Quite instinctively I started to fire lots of questions at her and, uncharacteristically, I felt I was interacting in a controlling, macho way which meant she was unable to really share with me what her dilemma was in relation to this client. After a few minutes I stopped in my tracks and said, “that’s weird. What’s going on? It looks like some parallel process is happening.” My supervisee replied, “it certainly does!” and we were able to laugh about it together. I did not really understand what had just occurred and, because I was writing about it for this column, I got in touch with her for her perception of what had happened. This is what she said:
“Supervision echoed this beautifully in the parallel process. You firmly held me back from telling you the trauma, like you were trying to control the flow of information from me, exactly as I did from him. It didn’t feel macho, but it felt constrained. In terms of whether it helped – it was a curious and fascinating process in supervision, but not unpleasant. It was very helpful for me to reflect on my own behaviour and my silent anxiety about re-traumatising my patient, and I think it helped me to ease up and trust him – that he was ready to talk – and to not ‘over-fragilise’ him, to use a Marsha Linehan term. It gave me a sense of how I had been with him. The patient’s reflection was that he felt cared for, safe and contained. And I would echo this in supervision. But interestingly, by this point in supervision, I was ready to talk, and on reflection, I think my patient was too. But we were all three of us a little nervous as to whether we could each handle what was about to come.”

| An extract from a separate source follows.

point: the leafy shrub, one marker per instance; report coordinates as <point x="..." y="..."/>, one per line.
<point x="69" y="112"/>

Hopefully this story shows how the seven-eyed model can help us understand what is happening in supervision and how best we can make use of the supervisory relationship. It also illustrates how, just as in EMDR therapy we sometimes have to trust the process without really understanding what is happening for our client, the same can occur in supervision.
Doehrman, M. J. G. (1976). Parallel processes in supervision and psychotherapy. Bulletin of the Meninger Clinic, 40, 9-104.

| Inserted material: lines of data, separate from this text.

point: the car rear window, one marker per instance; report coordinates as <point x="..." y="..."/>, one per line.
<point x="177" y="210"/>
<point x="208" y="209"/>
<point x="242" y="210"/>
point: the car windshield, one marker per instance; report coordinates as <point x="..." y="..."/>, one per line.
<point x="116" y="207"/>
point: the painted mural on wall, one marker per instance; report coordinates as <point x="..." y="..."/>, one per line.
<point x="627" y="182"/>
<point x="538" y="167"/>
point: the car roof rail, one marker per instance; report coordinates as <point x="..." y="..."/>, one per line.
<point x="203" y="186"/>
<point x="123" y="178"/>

Hawkins, P. (1985). Humanistic psychotherapy supervision: A conceptual framework. Self & Society, 13(2), 69-76.
Hawkins, P., & McMahon, A. (2020). Supervision in the helping professions (5th ed.). London: Open University Press.
Logie, R. (2023) EMDR supervision: A handbook. Routledge.
Logie, R., & De Jongh, A. (2014). The “Flashforward procedure”: Confronting the catastrophe. Journal of EMDR Practice and Research, 8(1), 25-32.
McNeill, B. W., & Worthen, V. (1989). The parallel process in psychotherapy supervision. Professional Psychology: Research and Practice, 20(5), 329.
Proctor, B. (1988). Supervision: A co-operative exercise in accountability. In M. Marken & M. Payne (Eds.), Enabling and ensuring. Leicester: National Youth Bureau and Council for Education and Training in Youth and Community Work.